- Qamar Muneer Akbar
- Born: October 22, 2009 (age 16) Rabwah, Punjab, Pakistan
- Citizenship: Pakistan
- Education: Completed IGCSEs (age 12) Completed A-Levels (age 15)
- Occupations: Student, AI Researcher
- Years active: 2018–present
- Known for: Educational World Records
- Awards: Youngest person to pass O-Level Chemistry (age 8) Youngest high scorers in IELTS (age 11)

= Qamar Muneer Akbar =

Pakistani child prodigy

Qamar Muneer Akbar (born 22 October 2009) is a Pakistani child prodigy and computer science researcher who holds multiple world records in academic examinations. He achieved international recognition in 2018 after becoming the youngest person to pass an O-Level (IGCSE) Chemistry examination at the age of eight, breaking a record previously set by his sister, Sitara Brooj Akbar. He set a second major world record in 2020 at age 11 alongside his twin sister by becoming the youngest candidate to achieve top bands in the IELTS examination.

== Early life ==
Qamar Muneer Akbar was born in Rabwah, Punjab and belongs to the Ahmadiyya Muslim community. He is the youngest of five siblings; his eldest sister is Sitara Brooj Akbar, followed by MahPara Akbar, Kirn Akbar, and his twin sister Qamar un Nisa. Demonstrating accelerated early childhood development, he began reading at age two and self-taught English, Arabic, Urdu, and Punjabi.

He later moved to Dubai, United Arab Emirates, with his family.

== World records and achievements ==

=== Early O-Levels / IGCSE (2018, Age 8) ===
In August 2018, at eight years old, Akbar registered his first world record by passing the British Cambridge O-Level (IGCSE) Chemistry examination with an A grade. He surpassed the previous record-holder, his sister Sitara Brooj Akbar,by three years. Akbar went on to complete all of his full IGCSE qualifications by age 12 and completed his A-Levels by age 15.

=== IELTS (2020, Age 11) ===
In September 2020, at age 11, Akbar and his twin sister, Qamar Un Nisa Akbar, set a world record as the youngest examinees to attain top scores on the International English Language Testing System (IELTS) exam. Administered by the British Council in the UAE, both twins achieved a Band 9 in Speaking, a Band 8 in Listening, and an overall band score of 7.5.

=== Computer Science & Research ===
Following his early academic completions, Akbar pursued computer science education.

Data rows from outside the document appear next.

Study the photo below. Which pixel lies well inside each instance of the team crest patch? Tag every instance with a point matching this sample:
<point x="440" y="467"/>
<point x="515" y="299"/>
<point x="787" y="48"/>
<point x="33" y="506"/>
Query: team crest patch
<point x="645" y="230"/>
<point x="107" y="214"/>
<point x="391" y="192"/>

At age 12, he completed Harvard University's CS50W course with a 100% score, along with other programming courses across six languages. He has since transitioned into artificial intelligence and deep learning research, working on topics such as Convolutional Neural Network (CNN) dynamic adversarial defenses, image classification, and retrieval-augmented computer vision models.

== Media recognition ==
Akbar's achievements have been covered across national and international media outlets, including ARY News, BBC Urdu, Geo News, Khaleej Times, The National, PTV News, Tribune Pakistan, and The Times of India. He has also engaged in community radio initiatives such as Pearl 102 in the UAE.